This is a universe divided into "Zones of Thought". Near galactic cores, what we understand as the laws of physics hold, in the "slowness". The speed of light limits speed of thought, of electronic processing, and of travel.
Above lies the Beyond in which multiple species interact in a galactic civilisation. Above that, species have ascended to short lived god like status in the top (perhaps?) layer, the Transcendence.
In the Beyond, humans, who, as a race, have escaped the slowness at the bottom (at a time when, bizarrely judging by the names, Iceland seems to have won the struggle for cultural dominance) have awakened an ancient evil, a "perversion". A single ship escaping the catastrophe, and unknowingly carrying the counter to the evil crashlands on a backward world where canine creatures have evolved a pack-like telepathic/ultrasonic intelligence and fight wars with swords and crossbows
On the other side of the galaxy, a young human woman, her artificially created lover and their alien (apparent) allies, escape an attack by the perversion, seeking to take over both Beyond and Transcendence, and set out to recover the countermeasure. To add spice to their quest (yup, another quest novel) they are pursued by forces under the control of their adversay and by opportunists who blame humanity for the disaster and are seeking to eradicate homo-sapiens.

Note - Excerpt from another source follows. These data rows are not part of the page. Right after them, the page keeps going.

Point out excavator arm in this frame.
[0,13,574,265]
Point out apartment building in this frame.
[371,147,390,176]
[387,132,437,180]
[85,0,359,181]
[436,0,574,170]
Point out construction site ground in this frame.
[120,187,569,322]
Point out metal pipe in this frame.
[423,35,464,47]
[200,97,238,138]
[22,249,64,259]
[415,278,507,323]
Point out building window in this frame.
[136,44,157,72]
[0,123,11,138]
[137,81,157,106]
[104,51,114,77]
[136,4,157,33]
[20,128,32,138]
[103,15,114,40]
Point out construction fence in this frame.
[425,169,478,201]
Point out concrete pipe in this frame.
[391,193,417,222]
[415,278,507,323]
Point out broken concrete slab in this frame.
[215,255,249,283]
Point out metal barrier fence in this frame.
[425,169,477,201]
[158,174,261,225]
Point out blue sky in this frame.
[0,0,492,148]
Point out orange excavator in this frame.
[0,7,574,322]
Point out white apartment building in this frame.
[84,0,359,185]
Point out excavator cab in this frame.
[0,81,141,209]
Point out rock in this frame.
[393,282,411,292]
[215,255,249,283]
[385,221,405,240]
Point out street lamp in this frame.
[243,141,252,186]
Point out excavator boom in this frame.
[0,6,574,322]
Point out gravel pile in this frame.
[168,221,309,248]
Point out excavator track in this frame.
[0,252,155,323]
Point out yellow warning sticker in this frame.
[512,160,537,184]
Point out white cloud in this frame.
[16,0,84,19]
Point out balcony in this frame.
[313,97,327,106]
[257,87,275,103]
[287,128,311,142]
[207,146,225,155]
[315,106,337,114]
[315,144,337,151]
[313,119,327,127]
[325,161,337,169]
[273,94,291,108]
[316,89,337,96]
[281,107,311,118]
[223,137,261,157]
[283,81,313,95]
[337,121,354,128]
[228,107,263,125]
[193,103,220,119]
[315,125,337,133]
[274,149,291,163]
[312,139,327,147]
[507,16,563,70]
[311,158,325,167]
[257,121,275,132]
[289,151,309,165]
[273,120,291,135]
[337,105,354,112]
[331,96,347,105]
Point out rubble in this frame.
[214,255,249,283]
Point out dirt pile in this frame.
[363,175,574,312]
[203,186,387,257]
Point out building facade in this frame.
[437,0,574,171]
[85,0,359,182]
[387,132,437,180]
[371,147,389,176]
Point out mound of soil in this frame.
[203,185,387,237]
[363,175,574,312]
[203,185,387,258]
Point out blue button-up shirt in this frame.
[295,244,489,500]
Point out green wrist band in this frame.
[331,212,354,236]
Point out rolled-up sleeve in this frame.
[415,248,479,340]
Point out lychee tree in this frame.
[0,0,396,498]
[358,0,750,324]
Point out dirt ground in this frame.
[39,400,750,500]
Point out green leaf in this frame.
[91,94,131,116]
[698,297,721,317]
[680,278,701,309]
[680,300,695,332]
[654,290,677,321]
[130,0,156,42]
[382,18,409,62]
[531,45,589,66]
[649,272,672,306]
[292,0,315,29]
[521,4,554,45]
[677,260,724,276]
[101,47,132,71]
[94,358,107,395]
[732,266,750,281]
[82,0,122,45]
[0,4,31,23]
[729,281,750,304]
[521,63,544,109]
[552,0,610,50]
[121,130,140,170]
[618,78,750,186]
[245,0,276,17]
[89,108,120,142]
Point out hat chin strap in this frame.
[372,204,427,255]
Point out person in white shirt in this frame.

The space opera part of the book delivers vast space battles and huge artificial habitats, while the fantasy element provides scheming villains seeking to undermine rightful rulers.
Fire upon the deep is a contemporary of Iain M Banks' early Culture novels, and shares many themes such as a galactic civilisation built around vast artificial structures. Similarly Vinge's transcendence parallel's Banks' sublimation. It also pre-dates Peter F Hamilton's Nights Dawn and Commenwealth novels, and is a clear influence upon them. The post adolescent tone is very familiar and Vinge's dog-like Tines are a clear ancestor of Hamilton's Morning Light Mountain.
There is plenty of interesting stuff in here, even though not every idea comes off. Intelligent sea anemones anyone? Not really. The ending is pleasingly conclusive and really quite endearing, and some of the sections rip along at an exciting pace.
However, my biggest problem with this book is that it is all a bit heavy, a bit turgid. Maybe it's because I'm no great fan of fantasy, but the endless politicking and metaphorical cloak twirling on the Tines world just left me cold. Stop telling me how evil the villains are and just get on with the story.
So, its OK, if you have time to spare, and if you are a bigger fan of fantasy than I you'll probably enjoy it, but for me it lacked two things - lightness of touch, and a better editor. I didn't feel inspired to move onto the second book of the anthology immediately, I may come back to it in time.